- Australia / Sri Lanka
- Dates: 15 – 22 February 2017
- Captains: Aaron Finch / Upul Tharanga

Twenty20 International series
- Results: Sri Lanka won the 3-match series 2–1
- Most runs: Michael Klinger (143) / Asela Gunaratne (140)
- Most wickets: James Faulkner Adam Zampa (5) / Lasith Malinga (6)
- Player of the series: Asela Gunaratne (SL)

= Sri Lankan cricket team in Australia in 2016–17 =

International cricket tour

The Sri Lanka cricket team toured Australia in February 2017 to play three Twenty20 International (T20Is) matches. Cricket Australia confirmed the venues in August 2016 with the tour starting in Melbourne, before heading to the first-ever international cricket match to be held at Kardinia Park, Geelong with the final T20 to be held at Adelaide Oval. With both Steve Smith and David Warner unavailable due to the scheduling of the series against India, Aaron Finch was named as Australia's captain for the series. Sri Lanka's T20I captain Angelo Mathews was unavailable for the tour, after suffering a hamstring injury during the second T20I against South Africa in January 2017.

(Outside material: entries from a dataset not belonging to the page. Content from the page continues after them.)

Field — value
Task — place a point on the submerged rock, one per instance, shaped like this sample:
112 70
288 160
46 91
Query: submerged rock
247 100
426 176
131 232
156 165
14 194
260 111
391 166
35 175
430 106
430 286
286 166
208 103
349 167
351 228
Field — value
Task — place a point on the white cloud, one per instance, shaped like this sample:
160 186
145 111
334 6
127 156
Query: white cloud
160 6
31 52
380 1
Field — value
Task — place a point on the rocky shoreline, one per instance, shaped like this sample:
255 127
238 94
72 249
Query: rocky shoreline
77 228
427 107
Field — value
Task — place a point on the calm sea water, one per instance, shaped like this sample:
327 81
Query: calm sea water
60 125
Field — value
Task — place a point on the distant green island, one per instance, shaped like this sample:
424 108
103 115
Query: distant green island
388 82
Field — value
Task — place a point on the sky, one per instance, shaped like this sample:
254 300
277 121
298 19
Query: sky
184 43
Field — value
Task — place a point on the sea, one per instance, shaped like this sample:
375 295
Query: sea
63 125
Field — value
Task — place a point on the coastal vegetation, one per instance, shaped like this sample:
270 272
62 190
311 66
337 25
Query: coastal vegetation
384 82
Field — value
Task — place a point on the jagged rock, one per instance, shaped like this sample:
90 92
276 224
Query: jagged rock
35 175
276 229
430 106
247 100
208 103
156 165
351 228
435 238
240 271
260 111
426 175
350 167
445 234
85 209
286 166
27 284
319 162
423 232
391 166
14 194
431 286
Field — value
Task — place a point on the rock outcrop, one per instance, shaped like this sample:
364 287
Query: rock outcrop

Ahead of the T20I series, there was a twenty-over tour match between Prime Minister's XI and Sri Lanka. Adam Voges captained the Prime Minister's XI side in his last international match before he retired. In the T20I series, Sri Lanka won the three-match T20I series 2–1.

==Squads==

| Australia | Sri Lanka |
|---|---|
| Aaron Finch (c); Pat Cummins; Ben Dunk; James Faulkner; Travis Head; Moisés Henriques; Michael Klinger; Chris Lynn; Tim Paine (wk); Jhye Richardson; Billy Stanlake; Ashton Turner; Andrew Tye; Adam Zampa; | Upul Tharanga (c); Niroshan Dickwella (wk); Asela Gunaratne; Chamara Kapugedara; Nuwan Kulasekara; Lasith Malinga; Kusal Mendis; Dilshan Munaweera; Sachith Pathirana; Seekkuge Prasanna; Lakshan Sandakan; Vikum Sanjaya; Dasun Shanaka; Milinda Siriwardana; Isuru Udana; |

Australia's Chris Lynn was injured prior to the series and was replaced by Ben Dunk.